Жестокий спрос | страница 33



— Серега, ты мне больше такого не говори, — вдруг подал с кровати голос Григорий Фомич. — Не говори мне такого. Я сам разберусь, сам пойму. Не говори.

— Хорошо, батя. Молчу.

Больше к таким разговорам не возвращались, хотя каждый из них думал об одном и том же — о смерти Ивана.

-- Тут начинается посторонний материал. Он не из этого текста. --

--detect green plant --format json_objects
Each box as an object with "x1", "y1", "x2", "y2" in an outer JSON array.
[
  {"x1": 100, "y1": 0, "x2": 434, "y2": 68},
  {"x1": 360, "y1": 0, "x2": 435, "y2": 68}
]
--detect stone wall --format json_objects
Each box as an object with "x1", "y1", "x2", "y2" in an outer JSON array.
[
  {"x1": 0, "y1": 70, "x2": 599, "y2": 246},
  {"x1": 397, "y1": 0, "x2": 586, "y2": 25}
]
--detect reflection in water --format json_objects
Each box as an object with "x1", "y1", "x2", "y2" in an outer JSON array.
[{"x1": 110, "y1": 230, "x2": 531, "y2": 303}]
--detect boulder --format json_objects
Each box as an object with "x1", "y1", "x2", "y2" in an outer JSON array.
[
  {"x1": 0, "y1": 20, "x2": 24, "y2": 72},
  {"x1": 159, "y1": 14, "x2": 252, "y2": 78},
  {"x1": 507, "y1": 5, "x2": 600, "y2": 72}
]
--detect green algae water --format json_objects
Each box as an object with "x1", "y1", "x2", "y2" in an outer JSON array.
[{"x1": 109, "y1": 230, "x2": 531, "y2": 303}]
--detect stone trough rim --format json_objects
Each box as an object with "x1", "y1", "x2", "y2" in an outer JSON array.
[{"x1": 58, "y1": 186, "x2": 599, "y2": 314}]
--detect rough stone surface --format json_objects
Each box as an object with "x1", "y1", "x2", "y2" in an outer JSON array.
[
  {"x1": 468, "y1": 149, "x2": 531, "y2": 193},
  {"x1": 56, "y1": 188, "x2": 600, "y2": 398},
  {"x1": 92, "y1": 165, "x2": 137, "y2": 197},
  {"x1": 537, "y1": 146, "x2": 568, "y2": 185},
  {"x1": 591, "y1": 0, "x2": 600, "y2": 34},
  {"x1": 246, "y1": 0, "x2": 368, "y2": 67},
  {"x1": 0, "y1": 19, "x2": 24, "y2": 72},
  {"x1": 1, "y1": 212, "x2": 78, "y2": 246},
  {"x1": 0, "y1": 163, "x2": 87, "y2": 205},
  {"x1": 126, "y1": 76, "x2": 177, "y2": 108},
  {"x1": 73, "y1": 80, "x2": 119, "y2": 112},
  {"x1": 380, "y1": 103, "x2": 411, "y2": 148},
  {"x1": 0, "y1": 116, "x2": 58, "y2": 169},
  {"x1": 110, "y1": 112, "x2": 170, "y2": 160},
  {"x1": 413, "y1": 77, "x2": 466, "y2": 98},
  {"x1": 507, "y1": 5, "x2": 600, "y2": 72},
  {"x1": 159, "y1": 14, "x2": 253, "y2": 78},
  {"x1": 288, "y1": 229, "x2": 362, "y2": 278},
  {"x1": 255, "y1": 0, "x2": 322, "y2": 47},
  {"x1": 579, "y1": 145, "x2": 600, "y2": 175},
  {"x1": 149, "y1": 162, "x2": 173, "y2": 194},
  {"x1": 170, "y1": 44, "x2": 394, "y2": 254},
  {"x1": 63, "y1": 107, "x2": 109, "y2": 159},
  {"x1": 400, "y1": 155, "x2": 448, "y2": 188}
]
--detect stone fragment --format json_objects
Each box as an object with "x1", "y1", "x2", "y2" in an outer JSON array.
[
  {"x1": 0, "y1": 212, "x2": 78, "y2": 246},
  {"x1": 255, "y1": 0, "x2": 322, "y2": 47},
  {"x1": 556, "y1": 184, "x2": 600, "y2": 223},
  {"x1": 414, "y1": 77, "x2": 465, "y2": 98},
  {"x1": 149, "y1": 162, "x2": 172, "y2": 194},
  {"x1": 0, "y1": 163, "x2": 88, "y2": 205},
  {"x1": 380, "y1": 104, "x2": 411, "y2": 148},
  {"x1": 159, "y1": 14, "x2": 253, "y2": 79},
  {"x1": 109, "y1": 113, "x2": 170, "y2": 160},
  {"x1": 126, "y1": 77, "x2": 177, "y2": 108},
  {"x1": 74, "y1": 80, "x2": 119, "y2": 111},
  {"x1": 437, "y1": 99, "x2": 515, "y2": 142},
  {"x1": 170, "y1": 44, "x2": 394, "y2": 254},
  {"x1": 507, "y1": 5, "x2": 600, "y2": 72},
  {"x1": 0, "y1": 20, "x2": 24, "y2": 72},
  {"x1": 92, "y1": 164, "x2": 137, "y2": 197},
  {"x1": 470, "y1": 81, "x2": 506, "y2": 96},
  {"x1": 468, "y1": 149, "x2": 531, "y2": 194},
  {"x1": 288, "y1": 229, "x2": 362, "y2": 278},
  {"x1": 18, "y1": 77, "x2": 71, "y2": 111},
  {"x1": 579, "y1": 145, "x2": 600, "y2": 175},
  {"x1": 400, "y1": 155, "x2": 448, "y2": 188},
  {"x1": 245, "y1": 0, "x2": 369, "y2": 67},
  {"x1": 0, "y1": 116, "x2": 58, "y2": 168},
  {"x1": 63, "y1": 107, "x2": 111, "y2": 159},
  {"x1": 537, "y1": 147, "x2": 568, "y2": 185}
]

Светка, выйдя от Невзоровых, побежала бегом. Она бежала быстрей и быстрей, словно за ней гнались. Пересекла улицу, свернула в узкий переулок, не останавливаясь, пробежала по нему, и выскочила на опушку бора, начинающемуся сразу за деревней. Молоденькие сосенки, одинакового с ней роста, нагрелись за жаркий день, исходили густым, смолевым запахом. Светка упала среди сосенок на сухую, колкую хвою, зажала руками голову и задохнулась от рыданий. Она рыдала без слез. Слез больше не было, как не было и Ивана. Сознание непоправимости случившегося, сознание, что теперь ничего нельзя изменить, что все случилось навсегда, навечно, стало приходить к ней только недавно. Разумом она и раньше понимала — Ивана больше не будет. Но где-то, на донышке души, постоянно, не отпуская, жила маленькая надежда, что все происходит не с ней, а с каким-то другим человеком. Вот стоит только дернуться, проснуться — исчезнет наваждение страшного, ночного сна. Но оно не исчезало. И сегодня, увидев Невзоровых за столом, без Ивана, она поняла — навсегда.

Никогда уже больше не услышать глуховатый, протяжный голос Ивана, не ощутить на своем теле его широких, шершавых и ласковых ладоней. Впервые она почувствовала их на своей похолодевшей груди вот здесь, в этих невысоких молодых сосенках. Под вечер плыл такой же густой запах смолы, было так же душно и жарко, а грудь ее была холодной от волнения. Ощущая шеей жесткую ткань армейского сукна, Светка лежала головой на коленях у Ивана, а прямо над ней было его лицо, были его теплые, любящие глаза. Что стало с этим лицом, с этими глазами? Она ведь больше не видела его после того вечера. И вспомнив тот вечер, Светка снова зашлась от сухих рыданий, ударяясь головой о хрустящую, колкую хвою.

Вот Иван тяжело, грузно поднялся, как слепой, выставил перед собой руки, дошел до двери, ткнулся широкими ладонями в косяки, нагнул голову и глянул назад, как-то из-под руки. Сказал только одно слово:

— Правда?

Она промолчала. Он постоял еще какое-то время и, по-прежнему из-под руки, твердо выговорил:

— Тебя я бы простил, себя простить не могу…

Она молчала.

Иван ударил широкой ладонью в дверь. Дверь распахнулась, в комнату ворвался и сильней зазвучал тугой шум ливня. Полыхнула молния, в ее бледно-мертвенном свете она в последний раз увидела высокую, чуть сгорбленную фигуру возле калитки. Молния внезапно полыхнула и внезапно погасла. Грохот грома перекрыл гул ливня, и Светка не слышала, как стукнула калитка.